Tel que le souligne si justement un commentaire à notre premier billet : «Après des décennies de “Fais de l’air, gros épais”, normal que les hommes aient décidé d’en finir avec la drague et de passer à autre chose…»

Est-ce aussi la raison pour laquelle ces messieurs semblent littéralement pétrifiés par la peur de se faire dire non par une femme, comme je le mentionne dans mon billet précédent ? D’où vient cette crainte maladive du rejet ? Les recherches et entrevues réalisées pour la rédaction de notre livre nous ont permis de dégager quelques hypothèses, que voici.

• Lorsqu’on regarde en arrière, à une époque pas si lointaine, les hommes devaient souvent s’absenter pour de longues périodes de travail aux champs, en forêt, en usine. Des lieux de dur labeur et de silence… Les femmes, en revanche, ont conservé la mainmise sur la sphère privée, sur le couple et la famille, cellules de base de la société, espaces de communication et de parole.

• Les femmes constituent les forces vives du Québec d’aujourd’hui. On n’a qu’à jeter un coup d’œil sur les statistiques concernant l’éducation, le monde du travail, la croissance économique : les femmes déclassent systématiquement les hommes.

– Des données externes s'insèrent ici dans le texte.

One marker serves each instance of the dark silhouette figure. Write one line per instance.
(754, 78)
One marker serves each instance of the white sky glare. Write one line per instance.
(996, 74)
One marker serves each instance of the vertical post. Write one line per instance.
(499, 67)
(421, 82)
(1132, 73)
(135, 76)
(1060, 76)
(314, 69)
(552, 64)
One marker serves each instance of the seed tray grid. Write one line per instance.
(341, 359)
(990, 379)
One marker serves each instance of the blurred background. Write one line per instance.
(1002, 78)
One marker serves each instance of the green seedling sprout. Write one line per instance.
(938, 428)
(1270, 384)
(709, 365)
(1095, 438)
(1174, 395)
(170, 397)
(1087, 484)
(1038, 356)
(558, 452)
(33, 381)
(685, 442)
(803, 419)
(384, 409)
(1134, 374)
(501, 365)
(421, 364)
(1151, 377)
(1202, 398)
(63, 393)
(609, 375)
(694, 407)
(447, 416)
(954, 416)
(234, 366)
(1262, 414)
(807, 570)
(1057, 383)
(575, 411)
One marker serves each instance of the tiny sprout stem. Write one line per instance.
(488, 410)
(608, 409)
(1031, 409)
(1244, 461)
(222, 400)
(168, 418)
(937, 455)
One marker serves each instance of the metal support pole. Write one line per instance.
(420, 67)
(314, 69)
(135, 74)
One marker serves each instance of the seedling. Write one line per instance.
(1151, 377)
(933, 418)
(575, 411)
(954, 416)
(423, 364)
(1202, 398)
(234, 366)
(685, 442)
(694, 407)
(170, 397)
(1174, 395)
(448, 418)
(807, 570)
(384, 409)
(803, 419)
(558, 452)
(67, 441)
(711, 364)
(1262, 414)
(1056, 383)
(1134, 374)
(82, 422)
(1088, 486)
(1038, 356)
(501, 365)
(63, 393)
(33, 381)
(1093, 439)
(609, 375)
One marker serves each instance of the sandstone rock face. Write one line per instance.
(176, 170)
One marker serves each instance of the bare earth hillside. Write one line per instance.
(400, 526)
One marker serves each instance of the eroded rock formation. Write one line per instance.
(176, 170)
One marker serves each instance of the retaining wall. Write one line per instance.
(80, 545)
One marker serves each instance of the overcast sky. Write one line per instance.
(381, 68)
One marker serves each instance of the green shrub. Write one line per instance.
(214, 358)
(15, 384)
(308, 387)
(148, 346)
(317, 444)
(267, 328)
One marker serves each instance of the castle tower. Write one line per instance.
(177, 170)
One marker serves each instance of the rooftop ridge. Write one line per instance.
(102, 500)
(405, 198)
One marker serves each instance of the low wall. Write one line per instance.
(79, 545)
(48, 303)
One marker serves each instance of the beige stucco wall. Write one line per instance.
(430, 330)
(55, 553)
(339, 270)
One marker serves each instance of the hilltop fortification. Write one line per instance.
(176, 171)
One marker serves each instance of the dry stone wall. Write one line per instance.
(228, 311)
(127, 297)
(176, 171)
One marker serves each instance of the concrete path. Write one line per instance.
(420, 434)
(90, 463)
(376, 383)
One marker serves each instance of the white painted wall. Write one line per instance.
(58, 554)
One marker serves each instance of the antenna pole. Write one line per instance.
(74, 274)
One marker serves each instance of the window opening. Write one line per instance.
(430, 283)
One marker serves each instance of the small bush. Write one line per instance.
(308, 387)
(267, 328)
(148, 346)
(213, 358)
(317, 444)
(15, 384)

• Un vieil adage dit : «L’homme propose et la femme dispose»… Mais que faire quand l’homme ne propose même plus ?!? Lasses d’attendre, les femmes font désormais les premiers pas et «partent en chasse». Habiles à communiquer, elles manient comme des pros l’un des principaux outils de la drague: la parole.

Un ras-le-bol de se faire rembarrer sèchement se conjugue au sentiment diffus de ne pas être vraiment à la hauteur. Résultat : l’homo quebecensis ne prend plus l’initiative de la séduction, au grand dam de ces dames. Soupir…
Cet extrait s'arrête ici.